Socio-economic deprivation has an influence on the outcome for patients diagnosed with breast, colorectal and bronchial cancer.
However, there are few data on its association with gastric cancer.
Dr Michael Stephens and colleagues from Wales determined influences of socio-economic deprivation on outcomes for patients with gastric cancer.
| Operative mortality is 3-fold higher for patients from the most deprived areas|
|Scandanavian Journal of Gastroenterology|
The researchers prospectively studied 330 consecutive patients with gastric adenocarcinoma presenting to a single hospital between 1995 and 2004.
Deprivation scores were calculated using the National Assembly for Wales Indices of Multiple Deprivation.
The research team subdivided the patients into quintiles for analysis, with quintile 5 as the most deprived areas and quintile 1 as the least deprived area.

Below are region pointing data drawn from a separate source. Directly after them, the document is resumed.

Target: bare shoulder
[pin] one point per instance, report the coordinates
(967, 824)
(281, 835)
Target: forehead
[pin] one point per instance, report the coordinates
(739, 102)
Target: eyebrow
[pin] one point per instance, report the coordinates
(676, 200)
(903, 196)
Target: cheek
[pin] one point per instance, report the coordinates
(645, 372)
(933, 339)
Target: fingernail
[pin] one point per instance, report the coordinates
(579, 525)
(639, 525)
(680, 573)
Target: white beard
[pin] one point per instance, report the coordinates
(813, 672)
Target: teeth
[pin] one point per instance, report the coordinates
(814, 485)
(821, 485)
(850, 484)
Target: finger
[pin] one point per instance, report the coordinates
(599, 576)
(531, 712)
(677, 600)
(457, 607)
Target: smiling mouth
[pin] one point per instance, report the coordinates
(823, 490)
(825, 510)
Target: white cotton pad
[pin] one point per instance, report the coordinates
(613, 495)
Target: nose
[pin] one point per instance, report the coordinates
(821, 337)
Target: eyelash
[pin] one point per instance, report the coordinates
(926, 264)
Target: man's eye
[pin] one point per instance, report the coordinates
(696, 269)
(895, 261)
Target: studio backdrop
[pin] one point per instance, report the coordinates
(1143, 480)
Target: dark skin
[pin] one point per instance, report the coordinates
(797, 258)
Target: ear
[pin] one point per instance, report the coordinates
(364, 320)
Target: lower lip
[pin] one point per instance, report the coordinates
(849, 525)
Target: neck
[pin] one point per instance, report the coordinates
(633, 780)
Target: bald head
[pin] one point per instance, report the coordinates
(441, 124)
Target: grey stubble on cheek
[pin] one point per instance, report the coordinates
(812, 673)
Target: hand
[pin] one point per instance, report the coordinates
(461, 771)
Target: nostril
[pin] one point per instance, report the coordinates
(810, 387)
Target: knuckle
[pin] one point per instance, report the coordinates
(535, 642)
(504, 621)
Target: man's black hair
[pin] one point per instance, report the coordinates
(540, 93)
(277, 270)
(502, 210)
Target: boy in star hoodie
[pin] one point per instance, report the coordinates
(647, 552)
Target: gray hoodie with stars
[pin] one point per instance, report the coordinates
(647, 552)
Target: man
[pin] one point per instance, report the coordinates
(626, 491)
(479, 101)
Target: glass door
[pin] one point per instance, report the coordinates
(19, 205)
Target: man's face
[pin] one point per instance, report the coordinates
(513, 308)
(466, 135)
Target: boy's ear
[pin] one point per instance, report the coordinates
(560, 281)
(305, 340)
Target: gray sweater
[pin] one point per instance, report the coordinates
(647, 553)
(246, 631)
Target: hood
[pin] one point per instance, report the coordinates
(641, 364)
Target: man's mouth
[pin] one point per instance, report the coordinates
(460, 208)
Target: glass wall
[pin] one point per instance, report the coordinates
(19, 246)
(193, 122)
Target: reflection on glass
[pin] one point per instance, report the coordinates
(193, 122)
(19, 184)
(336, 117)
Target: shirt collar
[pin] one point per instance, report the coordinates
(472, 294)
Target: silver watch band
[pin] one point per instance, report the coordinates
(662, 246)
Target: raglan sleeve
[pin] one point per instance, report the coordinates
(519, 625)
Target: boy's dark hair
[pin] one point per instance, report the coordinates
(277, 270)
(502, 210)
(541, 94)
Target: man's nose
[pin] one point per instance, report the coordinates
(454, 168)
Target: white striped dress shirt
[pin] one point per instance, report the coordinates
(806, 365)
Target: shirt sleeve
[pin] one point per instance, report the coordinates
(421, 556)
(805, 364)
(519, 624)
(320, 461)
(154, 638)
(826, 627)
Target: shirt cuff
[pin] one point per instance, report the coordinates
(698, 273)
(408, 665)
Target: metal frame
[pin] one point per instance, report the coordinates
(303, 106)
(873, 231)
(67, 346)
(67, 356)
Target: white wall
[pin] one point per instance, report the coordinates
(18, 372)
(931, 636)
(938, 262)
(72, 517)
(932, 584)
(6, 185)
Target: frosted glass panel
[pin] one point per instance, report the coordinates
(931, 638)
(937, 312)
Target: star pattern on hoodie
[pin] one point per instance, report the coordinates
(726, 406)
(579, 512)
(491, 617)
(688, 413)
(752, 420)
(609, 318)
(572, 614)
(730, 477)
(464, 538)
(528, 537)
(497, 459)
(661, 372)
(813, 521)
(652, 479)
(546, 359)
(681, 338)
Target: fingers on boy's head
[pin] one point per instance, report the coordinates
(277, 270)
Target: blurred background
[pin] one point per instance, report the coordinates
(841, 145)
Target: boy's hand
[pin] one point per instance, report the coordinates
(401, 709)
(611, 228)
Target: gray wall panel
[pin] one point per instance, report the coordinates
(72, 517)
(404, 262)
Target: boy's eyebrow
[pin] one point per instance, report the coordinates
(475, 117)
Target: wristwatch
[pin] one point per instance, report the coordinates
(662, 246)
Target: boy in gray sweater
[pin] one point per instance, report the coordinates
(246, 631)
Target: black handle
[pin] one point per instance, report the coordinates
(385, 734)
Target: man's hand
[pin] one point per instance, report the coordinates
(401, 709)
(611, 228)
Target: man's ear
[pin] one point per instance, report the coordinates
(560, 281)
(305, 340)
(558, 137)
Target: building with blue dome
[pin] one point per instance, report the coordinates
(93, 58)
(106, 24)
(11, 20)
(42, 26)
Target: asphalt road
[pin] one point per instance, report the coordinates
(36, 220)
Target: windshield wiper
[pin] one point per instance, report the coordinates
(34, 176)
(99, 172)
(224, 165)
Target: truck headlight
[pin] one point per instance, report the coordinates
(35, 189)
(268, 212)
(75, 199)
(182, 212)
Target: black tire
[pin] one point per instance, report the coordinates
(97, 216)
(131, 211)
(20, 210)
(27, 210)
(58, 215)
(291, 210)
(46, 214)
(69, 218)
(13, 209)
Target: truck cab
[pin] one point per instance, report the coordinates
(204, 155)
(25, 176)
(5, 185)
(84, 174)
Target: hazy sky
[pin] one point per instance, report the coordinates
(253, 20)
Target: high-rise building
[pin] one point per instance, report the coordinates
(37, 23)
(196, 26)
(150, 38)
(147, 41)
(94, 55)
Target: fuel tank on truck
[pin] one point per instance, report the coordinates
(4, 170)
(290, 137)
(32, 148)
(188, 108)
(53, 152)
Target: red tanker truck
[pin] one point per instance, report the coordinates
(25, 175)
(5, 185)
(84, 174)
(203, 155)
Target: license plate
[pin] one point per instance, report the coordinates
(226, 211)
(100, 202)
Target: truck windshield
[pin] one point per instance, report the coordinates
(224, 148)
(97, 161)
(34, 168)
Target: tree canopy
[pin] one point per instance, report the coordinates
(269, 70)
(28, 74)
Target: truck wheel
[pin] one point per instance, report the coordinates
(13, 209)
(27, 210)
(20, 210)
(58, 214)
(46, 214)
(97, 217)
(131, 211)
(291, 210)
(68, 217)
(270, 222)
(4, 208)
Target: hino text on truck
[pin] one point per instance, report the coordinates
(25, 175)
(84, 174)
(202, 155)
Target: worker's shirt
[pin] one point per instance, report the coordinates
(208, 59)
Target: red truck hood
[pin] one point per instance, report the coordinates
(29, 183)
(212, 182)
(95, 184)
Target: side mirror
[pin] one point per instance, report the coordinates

The researchers found that inhabitants in quintile 5 were younger at presentation, and had longer delays in diagnosis compared with patients from quintile 1.
Operative mortality was 3-fold higher for patients from the most deprived areas when compared with patients from less deprived areas.
The team found no correlation between stage of disease and socio-economic deprivation.
The researchers observed that for patients undergoing potentially curative surgery, the 5-year survival for patients from the most deprived areas was 32%.
However, for patients from the least deprived areas, 5-year survival was 66%.
Dr Stephens' team reports “Socio-economic deprivation was associated with younger age at diagnosis, longer diagnostic delay, greater operative mortality and a shorter duration of survival following R0 gastrectomy.”
“These poorer outcomes were not explained by the stage of disease at diagnosis.”